Hotel Dominguez Plaza está localizado em Nova Friburgo, na região serrana, depois da cidade do Rio de Janeiro (cerca de 2 horas e meia da Capital), uma colônia Suíço-Brasileira fundada em 16 de maio de 1818, por um decreto do Rei D.João VI (a única colônia no país a ser fundada de tal modo).
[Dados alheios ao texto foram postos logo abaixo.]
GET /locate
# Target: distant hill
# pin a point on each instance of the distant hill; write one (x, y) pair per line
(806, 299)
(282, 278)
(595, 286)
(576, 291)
Foi em 16 de maio de 1818, quando D. João VI, sentindo a necessidade de uma colonização planejada de nosso país, a fim de promover e dilatar a civilização do vasto Reino do Brasil, baixou o decreto que autorizou o agente do Cantão de Fribourg, na Suíça, Sebastião Nicolau Gachet, estabelecer uma colônia de 100 famílias suíças na Fazenda do Morro Queimado, no Distrito de Cantagalo, localidade de clima e características naturais idênticas às de seu país de origem.

Foi nomeado inspetor da projetada colônia Monsenhor Pedro Machado de Miranda Malheiros, quem, de imediato, tratou da aquisição dos terrenos necessários à dita empresa; comprou duas datas de terra com meia légua de testada cada uma, pertencentes a Manoel de Souza Barros e a José Antônio Ferreira Guimarães, e também a sesmaria chamada Morro Queimado, que pertencera a Lourenço Correia Dias, na qual, mercê de seu clima ameno e sua situação topográfica, foi instalada a sede da colônia que tomou o nome de Nova Friburgo.

Em 1819-1820 chegavam a Nova Friburgo 30 famílias de colonos, formando-se o núcleo inicial da povoação. Sabendo o quão promissora era a cooperação desses estrangeiros para com a nova pátria, o Governo Real subscreveu, a 3 de janeiro de 1820, um alvará elevando Nova Friburgo à categoria de Vila, desmembrando para isso suas terras das de Cantagalo. A instalação da Vila deu-se a 17 de abril do mesmo ano.

Após a proclamação da independência (1823), O Governo Imperial enviou o Major George Antônio Scheffer à Alemanha a fim de ali contratar a vinda de imigrantes para as colônias de Leopoldina e Frankenthal estabelecidas na Bahia desde 1816, às margens dos rios Caravelas e Viçosa. Por motivos ignorados esses colonos acabaram sendo enviados a Nova Friburgo aonde chegaram a 3 de maio de 1824; eram 80 famílias - encabeçadas pelo Pastor Frederico Sauerbronn - que foram carinhosamente recebidas por Monsenhor Miranda, então readmitido no cargo de Inspetor, do qual se exonerara.

Esse sistema especial de administração da colônia por intermédio de um Inspetor designado pelo Governo Imperial vigorou até 1831; a partir desse ano a jurisdição passou a ser superintendida pela Câmara da Vila, a exemplo das outras localidades brasileiras. Finalmente, a 8 de janeiro de 1890, Nova Friburgo foi elevada à categoria de Cidade, tendo sua população aumentado com a chegada de imigrantes italianos, portuguêses e sírios.

A partir de 1910, Nova Friburgo que até então devia seu progresso ao desenvolvimento da lavoura e ao seu clima seco ideal para cidade de veraneio, via chegar vários cidadãos de iniciativa, tais como Conselheiros Julius Arp, Maximilian Falck e William Peacock Denis, que foram os pioneiros da era industrial friburguense. A estes se juntaram outros elementos de valor, provocando o surto de progresso verificado até os dias de hoje.

Com a melhoria dos meios de comunicação com as cidades do Rio de Janeiro e Niterói por ótimas rodovias pavimentadas, a indústria de turismo incorporou-se às demais fontes de renda da municipalidade. Paralelamente, desenvolveu-se o comércio local, que acompanhou o ritmo acelerado do progresso, assegurando assim, o equilíbrio econômico da comunidade.